# You've got mail!



## FiggieFish (Oct 19, 2003)

As i walked to the front of the class to read my poem my heart skipped a beat and hands ran cold. No matter how many poems you write or how many times you have read them that excited nervousness never goes away. You are always a virgin when it comes to reciting your poems. I have classmates from different walks of life and a blonde teacher with loud clothing and crazy shoes. Home again. I read out loud with all eyes on Me all ears on my rhyme.  Finishing to silence i explain myself and sit down. Never in a million years i thought that there could be a selfish feeling for reading a poem, for sharing your soul to a group, but there was. I write for many reasons.
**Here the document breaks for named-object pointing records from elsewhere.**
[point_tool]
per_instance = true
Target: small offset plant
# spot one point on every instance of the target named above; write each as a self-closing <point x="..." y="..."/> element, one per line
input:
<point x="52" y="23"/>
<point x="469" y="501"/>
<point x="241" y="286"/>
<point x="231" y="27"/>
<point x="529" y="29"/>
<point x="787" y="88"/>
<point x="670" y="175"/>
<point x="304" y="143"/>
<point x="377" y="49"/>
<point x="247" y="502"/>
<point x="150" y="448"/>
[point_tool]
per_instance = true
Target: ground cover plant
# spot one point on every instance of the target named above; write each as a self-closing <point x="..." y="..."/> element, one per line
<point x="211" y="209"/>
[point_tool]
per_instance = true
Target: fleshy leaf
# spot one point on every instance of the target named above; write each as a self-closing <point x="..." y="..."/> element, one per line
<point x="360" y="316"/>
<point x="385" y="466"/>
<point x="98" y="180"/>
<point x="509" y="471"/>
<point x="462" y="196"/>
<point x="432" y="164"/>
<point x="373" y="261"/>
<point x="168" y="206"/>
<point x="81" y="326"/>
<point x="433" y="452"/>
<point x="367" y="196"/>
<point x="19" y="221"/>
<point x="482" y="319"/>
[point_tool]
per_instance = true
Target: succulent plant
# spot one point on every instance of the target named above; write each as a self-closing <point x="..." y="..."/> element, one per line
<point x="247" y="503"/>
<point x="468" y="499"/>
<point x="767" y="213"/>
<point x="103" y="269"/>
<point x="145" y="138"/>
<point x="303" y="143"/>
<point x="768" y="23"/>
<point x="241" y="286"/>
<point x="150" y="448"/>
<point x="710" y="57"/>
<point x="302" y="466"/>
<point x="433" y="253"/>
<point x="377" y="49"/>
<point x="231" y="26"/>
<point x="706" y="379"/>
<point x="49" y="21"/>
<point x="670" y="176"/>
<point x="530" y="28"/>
I share for love of verse, i do it here for mail. 

Whenever one reads a poem in this class, the students tear up papers and write a response. A response, personal feedback, for words i put together with either pain or ease. Whether about life, death, love or something good, i recieved small notes, like treasure they opened my eyes. 

The most revered in everyone opinion was by the instructor herself. The most insightful learned one there. She reminded me of a gypsy in many ways a true "polit" for her day. 

We called it mail, but in our hearts we knew it was more valuable than life. It was to be kept forever, untouched, and in perfect condition. Some swore to be buried with it, some shall pass it down a generation. I swear to read them over and over until the ink fades away, so i can be a poet and read my life over. One crumpled piece of scrap treasure at a time.  

 :shock:


----------